Wednesday, March 21, 2012

Answers -- Anonymous

Another question came in a comment to my St. Patrick's Day post. Feel free to ask questions of me, it keeps my thoughts going. The writing subjects seem to be non-existent in my mind lately other than to say again Alex is doing well, Mom and Dad are doing well and that there is life after addiction.

Anonymous ask: In a previous post you mentioned that you didn't do the 'god thing'. It seems obvious that you found support from your blog, but I'm curious about Alex. Did he follow a 12 step program that asks you to believe in a higher power? Does he currently participate in a recovery program, have a sponsor, go to meetings, etc? My own son does not like the traditional AA route and believes he can succeed in recovery without that -- that's why I'm curious what helped your son.

This is a difficult question to answer. I learned a while ago that his recovery was his to manage. The more involved in his recovery I got the more I screwed up everyone.

To provide context to my answer I must give you some important background.  When we were new to this and he had been to rehab we reminded him to go to meetings, we drove him to meetings and we went to meetings and we kept track and counted how many meetings he attended. This was us trying to force our idea of recovery on him. I even regularly told him I didn’t think he was serious unless he was attending meetings and working an “active” recovery program. Of course by active I meant one that I could monitor and observe. I was all about controlling this disease and forcing it out of my son.

Not until I gave up trying to control him and his addiction could he take control in whatever manner he chose.

The difficult part of this question is for me to try and speak for my son.
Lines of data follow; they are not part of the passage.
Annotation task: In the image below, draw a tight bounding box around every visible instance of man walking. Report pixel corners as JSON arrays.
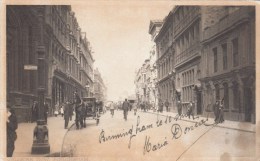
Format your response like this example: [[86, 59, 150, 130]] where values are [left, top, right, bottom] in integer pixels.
[[6, 105, 18, 157], [164, 99, 169, 112], [177, 101, 182, 116], [213, 100, 219, 123], [44, 102, 49, 124], [64, 101, 70, 129], [122, 99, 129, 121], [31, 101, 38, 122], [74, 92, 82, 129]]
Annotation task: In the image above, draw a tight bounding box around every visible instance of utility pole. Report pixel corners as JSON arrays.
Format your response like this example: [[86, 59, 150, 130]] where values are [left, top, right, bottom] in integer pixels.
[[31, 6, 50, 154]]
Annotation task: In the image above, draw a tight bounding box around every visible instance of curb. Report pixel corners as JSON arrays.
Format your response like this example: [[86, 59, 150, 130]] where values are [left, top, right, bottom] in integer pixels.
[[141, 111, 256, 133]]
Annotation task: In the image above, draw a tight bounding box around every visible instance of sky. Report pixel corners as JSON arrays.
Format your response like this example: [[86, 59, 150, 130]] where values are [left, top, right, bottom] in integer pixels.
[[72, 1, 173, 101]]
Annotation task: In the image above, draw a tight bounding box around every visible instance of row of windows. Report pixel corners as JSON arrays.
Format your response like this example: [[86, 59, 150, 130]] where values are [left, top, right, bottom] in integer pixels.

I really don’t know what he does to manage his recovery. I don’t know about his belief in a higher power. I don’t know of a sponsor in his life. Truthfully, I don’t ask these questions of him and he doesn’t ask about my recovery.

I can tell you what I observe. I know he has a girlfriend that he loves and she loves him. I know he loves her daughters. I know he loves his son and he is a good father. I know he is not perfect but he now works on living a life of honor as he was raised. I use the phrase, ”I know” because from his observable behaviors and words, these things are self evident.

NA and 12 Step programs have saved the lives of millions of people across the globe. There are spin-off programs in church’s called Celebrate Recovery, there are partner programs like Nar-Anon. I believe these programs are wonderful. In truth, when someone comes to me for help, either parent, addict or loved one the first resource I mention is NA and Nar-Anon. I have tremendous respect and admiration for these programs and the people they have helped. However, one size shoe does not fit everyone.

Your son must find the shoe that fits. I really don’t know what my son does to keep from using again. It is his process to manage. The most you can do at this point is to provide a model for your son. Seek what works for you and work it. When you are healthy his methods will make more sense to you. And, if he relapses, you will still be healthy and be in a much better position to help him when he needs help and encouragement.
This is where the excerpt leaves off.